7.1 Units of digital information

Unit	Symbol	Bits
bit	b	1
byte	B	8
kilobyte	KB	8 × 1 024 = 8 192
megabyte	MB	8 × 1 024 × 1 024 = 8 388 608
gigabyte	GB	8 × 1 024³ = 8 589 934 592

7.2 Example – Image file size

A colour image of 640 × 480 pixels uses 24 bits per pixel (8 bits each for Red, Green, Blue).

• Total bits = 640 × 480 × 24 = 7 372 800 bits.
• Convert to kilobytes: 7 372 800 ÷ 8 ÷ 1 024 ≈ 900 KB.

7.3 Simple lossless compression – Run‑Length Encoding (RLE)

RLE stores a character followed by the number of consecutive repetitions.

Example: AAAAABBBCCDAA → 5A3B2C1D2A. Compare the length of the compressed string with the original to discuss efficiency.

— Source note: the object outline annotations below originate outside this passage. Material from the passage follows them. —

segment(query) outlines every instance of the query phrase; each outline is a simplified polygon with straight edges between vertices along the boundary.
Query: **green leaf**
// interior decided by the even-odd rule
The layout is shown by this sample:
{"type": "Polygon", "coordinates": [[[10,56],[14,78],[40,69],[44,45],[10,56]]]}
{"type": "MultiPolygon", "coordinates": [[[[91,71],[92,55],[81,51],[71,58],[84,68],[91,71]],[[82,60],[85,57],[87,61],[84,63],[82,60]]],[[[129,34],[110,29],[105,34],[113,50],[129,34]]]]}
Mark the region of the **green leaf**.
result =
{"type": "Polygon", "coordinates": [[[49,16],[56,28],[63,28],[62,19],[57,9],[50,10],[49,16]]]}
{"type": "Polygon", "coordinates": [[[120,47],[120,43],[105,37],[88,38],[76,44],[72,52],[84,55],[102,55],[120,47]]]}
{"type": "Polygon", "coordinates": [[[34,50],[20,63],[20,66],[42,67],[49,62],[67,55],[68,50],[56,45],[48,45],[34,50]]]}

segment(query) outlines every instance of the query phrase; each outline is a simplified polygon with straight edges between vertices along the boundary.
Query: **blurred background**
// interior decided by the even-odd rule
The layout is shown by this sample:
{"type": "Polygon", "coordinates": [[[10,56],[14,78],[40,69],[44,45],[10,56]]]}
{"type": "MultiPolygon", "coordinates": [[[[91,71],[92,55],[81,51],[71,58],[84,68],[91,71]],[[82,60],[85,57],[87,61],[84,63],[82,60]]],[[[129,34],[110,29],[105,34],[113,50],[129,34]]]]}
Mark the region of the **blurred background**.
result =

8. Common Pitfalls & Exam Tips

• Always start counting powers of 2 from 2⁰ on the right‑hand side.
• When using the division method, write each remainder clearly; a missing digit invalidates the whole answer.
• For two’s‑complement, pad to the required word length **before** inverting the bits.
• After any binary conversion, perform a quick reverse‑check (binary → decimal or hex → binary) to catch mistakes.
• Remember that leading zeros do not affect the value but are required for fixed‑length questions (e.g., 8‑bit or 16‑bit representations).
• When a logical shift changes the sign bit, note that overflow has occurred – this is a common exam trap.
• For hex‑binary work, use the 4‑bit table as a shortcut; it saves time and reduces errors.